図1 OECD本部中庭で桜の植樹 一人の女子高校生の変化を述べてみましょう。彼女はふるさとを原発事故のために失い、避難のために県内外への転校を繰り返し、苦しい学校生活を送っていました。OECD東北スクールのプロジェクトに参加し、感謝の意を込めてパリにあるOECD本部の中庭に東北の生き残った桜を植えるというアイディアを提案しました。「ぜひやろう!」ということになりチームも編成されます。しかし、EUでは域外からの植物の輸入は一切認められていません。どうすればこれが可能になるのか、専門家からも助言を得て可能性を追求します。桜の苗をどうするか、どうやって運ぶのか、フランス内でどのように育てるのか、失敗したときにどうするのか、……。あらゆるケースを考えて、プロジェクトを進めていきます。直前に、フランス内の東北ゆかりの苗がすべて枯れてしまうという絶望を体験します。それでも代替プランで何とか乗り越え、OECD本部中庭での植樹のセレモニーでは、グリア事務総長の前で、その苦労話を英語でスピーチしました。彼女はプロジェクトを進めるために仲間と協力し、国内外の関係者とコミュニケーションを取り、自信をもってその苦労を講演するまでになったのです。
図2 パリで相馬野馬追を! パリ市長と もう一つは、S高校チームの取り組みです。S高校の立地するS市の相馬野馬追は、地域復興の象徴とされ、パリイベントで開催したいと生徒たちは考えました。生徒たちは資料館などに行って祭の意味を調べ、それをパリで開催することの意義を追究しました。しかし、馬を3騎運ぶだけで1000万円以上かかることがわかり、どうすれば経費が抑えられるのか必死に考えます。中央競馬会と交渉したり、パリ市内の軍馬を調教する費用を調べたり、東京で馬を歩かせ資金調達する方法などをイベント直前まで考えましたが、実現にたどり着くことはできませんでした。このように実現をあきらめざるを得なかったアイディアは、一連の取り組みの8割ぐらいかも知れません。しかしそれらは単なる時間の無駄ではなく、いずれもが生徒の成長に大きく関わることとなり、後に生徒たちは「このプロジェクトで一番よかったのは、頭ごなしにダメと言われなかったこと」と述べています。

2.二つの教師像

 一方の教員はどうでしょう。
 中学校教師のA先生は、勤務する学校の生徒会役員たちとプロジェクトに参加していました。生徒たちは放射能汚染と風評被害によって大打撃を受けた地元の果物を何とか復活させようと、赤ん坊から老人まで食べられるゼリーをつくることを思いつきました。ゼリーの開発といっても、教員がその答えをもっているわけではなく、学校の外の専門家と生徒を出会わせ、一緒に考えるしかありませんでした。父母や学校教員はこうした活動に対して懐疑的で、A先生は、父母や校長らに時間をかけて説明しなければなりませんでした。それだけではなく、このゼリー開発のプロセスにはあらゆる段階で生じる障害を乗り越えなければなりませんでしたが、彼はそれをやり遂げ、意気消沈していた大人たちを大きく勇気づけることとなりました。

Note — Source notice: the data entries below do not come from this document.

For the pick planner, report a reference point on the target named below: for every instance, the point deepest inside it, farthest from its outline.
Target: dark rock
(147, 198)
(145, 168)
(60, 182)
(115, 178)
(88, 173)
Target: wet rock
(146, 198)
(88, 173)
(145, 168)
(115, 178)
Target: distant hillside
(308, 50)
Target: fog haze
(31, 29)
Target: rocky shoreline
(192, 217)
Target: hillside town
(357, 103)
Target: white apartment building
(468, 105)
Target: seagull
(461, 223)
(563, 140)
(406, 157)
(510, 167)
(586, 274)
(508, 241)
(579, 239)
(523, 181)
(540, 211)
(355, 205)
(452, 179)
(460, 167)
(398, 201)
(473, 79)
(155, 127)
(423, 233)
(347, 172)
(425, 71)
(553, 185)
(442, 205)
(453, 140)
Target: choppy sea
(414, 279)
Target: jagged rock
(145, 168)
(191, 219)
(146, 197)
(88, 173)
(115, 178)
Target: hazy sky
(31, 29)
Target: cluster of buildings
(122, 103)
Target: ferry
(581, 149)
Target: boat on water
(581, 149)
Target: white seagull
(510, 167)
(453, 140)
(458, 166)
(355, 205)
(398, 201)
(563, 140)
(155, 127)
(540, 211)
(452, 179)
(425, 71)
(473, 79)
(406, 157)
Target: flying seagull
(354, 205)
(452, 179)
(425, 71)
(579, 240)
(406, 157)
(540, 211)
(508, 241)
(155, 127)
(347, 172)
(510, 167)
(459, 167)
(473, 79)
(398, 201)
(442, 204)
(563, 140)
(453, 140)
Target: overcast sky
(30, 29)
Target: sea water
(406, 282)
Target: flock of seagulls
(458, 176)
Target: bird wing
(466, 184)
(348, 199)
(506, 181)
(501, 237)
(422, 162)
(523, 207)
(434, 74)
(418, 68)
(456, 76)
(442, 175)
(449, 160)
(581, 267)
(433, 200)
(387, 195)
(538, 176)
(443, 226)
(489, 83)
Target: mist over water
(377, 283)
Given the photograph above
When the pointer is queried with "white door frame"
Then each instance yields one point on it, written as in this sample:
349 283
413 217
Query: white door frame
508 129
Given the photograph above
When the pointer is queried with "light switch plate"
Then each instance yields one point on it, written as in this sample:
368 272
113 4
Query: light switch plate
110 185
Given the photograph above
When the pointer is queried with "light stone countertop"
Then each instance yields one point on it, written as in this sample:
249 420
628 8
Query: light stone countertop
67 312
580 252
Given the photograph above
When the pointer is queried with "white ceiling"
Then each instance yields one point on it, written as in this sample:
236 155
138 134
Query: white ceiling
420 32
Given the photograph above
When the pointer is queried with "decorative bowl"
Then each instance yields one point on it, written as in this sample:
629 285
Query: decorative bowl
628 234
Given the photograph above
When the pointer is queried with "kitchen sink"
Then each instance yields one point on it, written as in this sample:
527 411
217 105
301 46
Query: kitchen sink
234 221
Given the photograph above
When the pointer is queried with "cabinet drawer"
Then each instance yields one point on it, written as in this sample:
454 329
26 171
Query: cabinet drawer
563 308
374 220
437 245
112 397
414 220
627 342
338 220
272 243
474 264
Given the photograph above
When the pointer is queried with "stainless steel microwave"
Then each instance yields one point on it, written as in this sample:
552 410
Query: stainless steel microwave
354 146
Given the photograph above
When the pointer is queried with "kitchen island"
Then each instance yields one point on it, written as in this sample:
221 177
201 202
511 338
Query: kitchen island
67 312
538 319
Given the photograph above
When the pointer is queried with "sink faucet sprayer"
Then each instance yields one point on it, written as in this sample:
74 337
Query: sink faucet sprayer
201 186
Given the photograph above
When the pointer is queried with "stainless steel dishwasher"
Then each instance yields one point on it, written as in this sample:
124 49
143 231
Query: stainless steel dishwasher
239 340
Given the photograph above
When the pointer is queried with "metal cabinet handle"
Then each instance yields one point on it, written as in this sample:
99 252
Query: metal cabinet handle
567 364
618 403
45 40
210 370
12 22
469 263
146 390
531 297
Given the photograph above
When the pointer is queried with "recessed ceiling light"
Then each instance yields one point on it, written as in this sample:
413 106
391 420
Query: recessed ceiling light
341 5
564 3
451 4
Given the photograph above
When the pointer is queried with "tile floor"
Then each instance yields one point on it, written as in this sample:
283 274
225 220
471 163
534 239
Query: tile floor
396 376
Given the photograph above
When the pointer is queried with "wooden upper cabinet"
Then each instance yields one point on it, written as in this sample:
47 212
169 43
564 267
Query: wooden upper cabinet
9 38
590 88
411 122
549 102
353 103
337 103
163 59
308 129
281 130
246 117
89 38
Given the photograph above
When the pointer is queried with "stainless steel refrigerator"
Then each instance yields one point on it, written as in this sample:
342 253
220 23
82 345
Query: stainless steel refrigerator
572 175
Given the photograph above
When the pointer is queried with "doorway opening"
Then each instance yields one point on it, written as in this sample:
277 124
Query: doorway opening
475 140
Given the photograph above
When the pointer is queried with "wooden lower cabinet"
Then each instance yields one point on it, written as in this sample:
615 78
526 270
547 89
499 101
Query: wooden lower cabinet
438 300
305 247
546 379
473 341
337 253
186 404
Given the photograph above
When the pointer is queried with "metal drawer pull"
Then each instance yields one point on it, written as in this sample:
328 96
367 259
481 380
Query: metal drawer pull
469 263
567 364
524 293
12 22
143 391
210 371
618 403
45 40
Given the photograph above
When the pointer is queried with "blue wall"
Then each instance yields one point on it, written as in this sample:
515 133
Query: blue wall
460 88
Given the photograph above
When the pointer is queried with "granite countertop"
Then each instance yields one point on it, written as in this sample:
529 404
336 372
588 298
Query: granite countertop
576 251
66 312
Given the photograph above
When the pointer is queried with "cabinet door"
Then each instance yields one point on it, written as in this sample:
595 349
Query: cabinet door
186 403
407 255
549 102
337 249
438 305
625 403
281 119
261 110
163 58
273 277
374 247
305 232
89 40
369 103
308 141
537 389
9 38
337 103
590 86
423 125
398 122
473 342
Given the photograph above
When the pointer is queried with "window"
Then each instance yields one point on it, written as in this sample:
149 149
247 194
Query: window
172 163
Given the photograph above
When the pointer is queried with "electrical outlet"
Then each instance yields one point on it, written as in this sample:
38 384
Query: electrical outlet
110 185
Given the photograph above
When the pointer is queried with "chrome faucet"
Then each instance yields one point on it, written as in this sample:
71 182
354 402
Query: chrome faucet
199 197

図3 自分たちで開発したゼリーをPR プロジェクトに参加した教師を二つの異なるタイプに大別することができます。一つは上記のA先生のような「触媒型教師(catalyst teachers)」です。彼らは、生徒の声とアイディアを大切にし、生徒がプロジェクトを設計するのを助けます。また、教師がいつも答えをもっているとは考えておらず、生徒から学ぶことを喜びます。彼らは不確実性を恐れていません。そして地域のリーダー、NPO、企業など、学校外の他の人々とつながることに違和感を覚えません。

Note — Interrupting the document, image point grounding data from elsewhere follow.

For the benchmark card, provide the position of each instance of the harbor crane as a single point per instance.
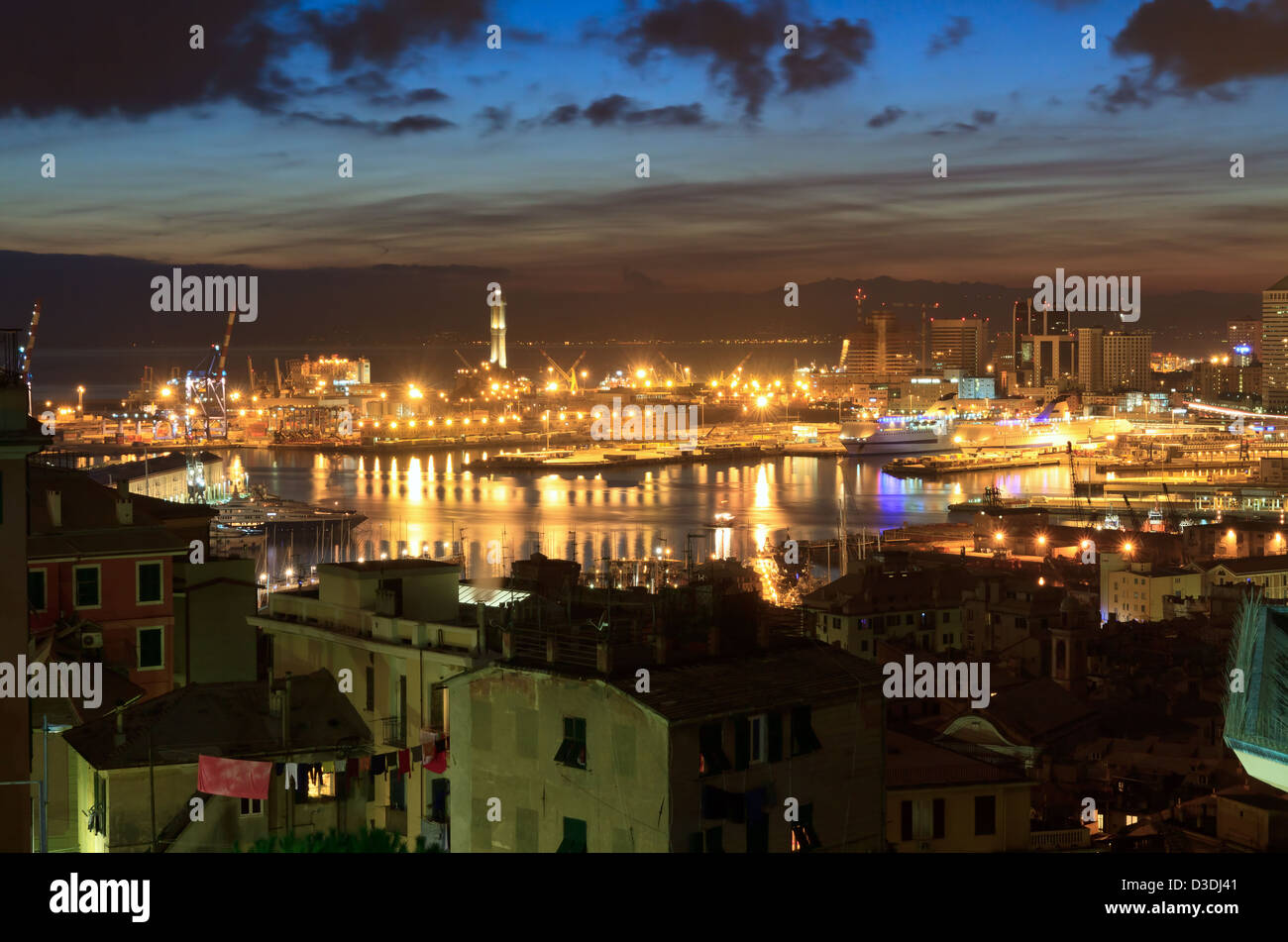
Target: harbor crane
(206, 390)
(26, 351)
(568, 376)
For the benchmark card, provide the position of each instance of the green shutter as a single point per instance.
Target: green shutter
(741, 743)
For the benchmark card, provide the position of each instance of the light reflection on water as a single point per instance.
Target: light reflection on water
(429, 497)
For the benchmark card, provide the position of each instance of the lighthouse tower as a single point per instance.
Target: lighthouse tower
(498, 331)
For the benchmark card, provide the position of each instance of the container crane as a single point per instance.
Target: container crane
(568, 376)
(205, 390)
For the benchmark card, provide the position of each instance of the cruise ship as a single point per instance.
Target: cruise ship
(940, 431)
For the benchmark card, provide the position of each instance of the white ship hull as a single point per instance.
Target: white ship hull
(966, 437)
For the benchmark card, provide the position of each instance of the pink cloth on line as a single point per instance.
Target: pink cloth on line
(233, 778)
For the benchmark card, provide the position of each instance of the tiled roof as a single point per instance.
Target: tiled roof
(230, 719)
(804, 674)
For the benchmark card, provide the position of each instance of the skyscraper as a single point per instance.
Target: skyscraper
(1126, 360)
(960, 344)
(1274, 347)
(498, 331)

 もう一つのタイプが「現状維持型教師(status quo teachers)」です。彼らは生徒のために自分でプロジェクトを設計し、生徒にやり方を教えます。生徒の質問に対し答えを知らないと不安になるので、自分の知らないことを避けるようになります。彼らは自分たちで立てた計画を重視し、それを遂行することが教育実践だと考えており、不確実性を好みません。彼らは学校外の他の人々、特に民間企業と仕事をしたいとは思いません。

3.残された課題─次のプロジェクトへ─

 OECD教育・スキル局長のシュライヒャー氏から「OECD東北スクールは芸術的には成功したが、教育科学的には課題を残した」と評されました。その課題とは、一つ目に教育研究の情報発信が十分でなかったこと、二つ目に海外を舞台にしたプロジェクトであったにもかかわらずグローバルコンピテンシーが伸びなかったこと、三つ目に学校に還元する回路がつくれなかったこと、と考えています。

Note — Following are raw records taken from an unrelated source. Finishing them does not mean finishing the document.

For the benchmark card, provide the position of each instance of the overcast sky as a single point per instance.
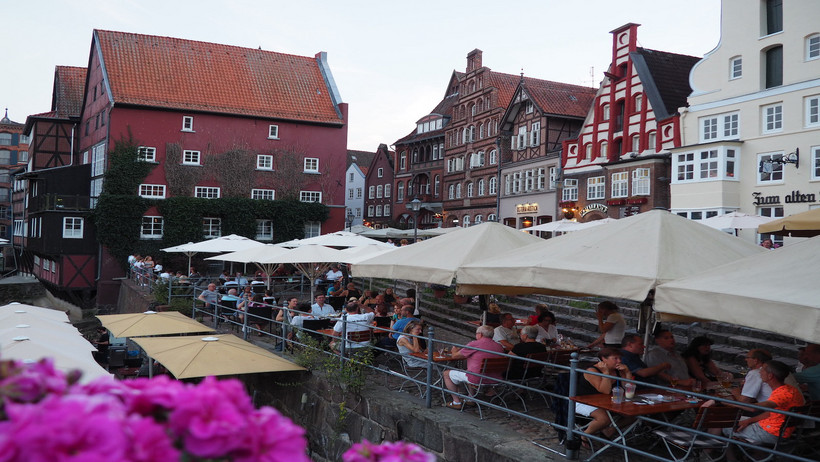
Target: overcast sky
(391, 60)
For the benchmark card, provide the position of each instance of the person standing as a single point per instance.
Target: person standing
(612, 325)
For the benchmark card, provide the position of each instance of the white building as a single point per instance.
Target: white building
(755, 106)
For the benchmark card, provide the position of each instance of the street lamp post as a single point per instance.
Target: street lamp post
(415, 206)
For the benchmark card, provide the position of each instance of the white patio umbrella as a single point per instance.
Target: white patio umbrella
(229, 243)
(775, 291)
(735, 220)
(624, 259)
(311, 259)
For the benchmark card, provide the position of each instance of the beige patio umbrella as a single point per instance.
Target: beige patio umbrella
(151, 323)
(775, 291)
(197, 356)
(624, 259)
(806, 224)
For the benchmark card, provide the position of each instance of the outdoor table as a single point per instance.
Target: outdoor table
(646, 403)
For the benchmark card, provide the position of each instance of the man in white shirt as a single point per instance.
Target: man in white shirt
(505, 334)
(320, 308)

図4 2030年の学校を考える熟議 OECD東北スクールが終了し、これからどうするのか、その判断が迫られていました。私たちは始めから、一回切りの打ち上げ花火に終えるつもりはなく、東北の復興のために教育プロジェクトを続行するつもりでした。しかし、OECDからの知的な支援は基本的になくなり、独力で進めていかなければなりません。この後継プロジェクト「地方創生イノベーションスクール2030」は、2014年の4月頃から構想が始まっていました。そのための仕掛けは、さらにその前年から進んでいたのです。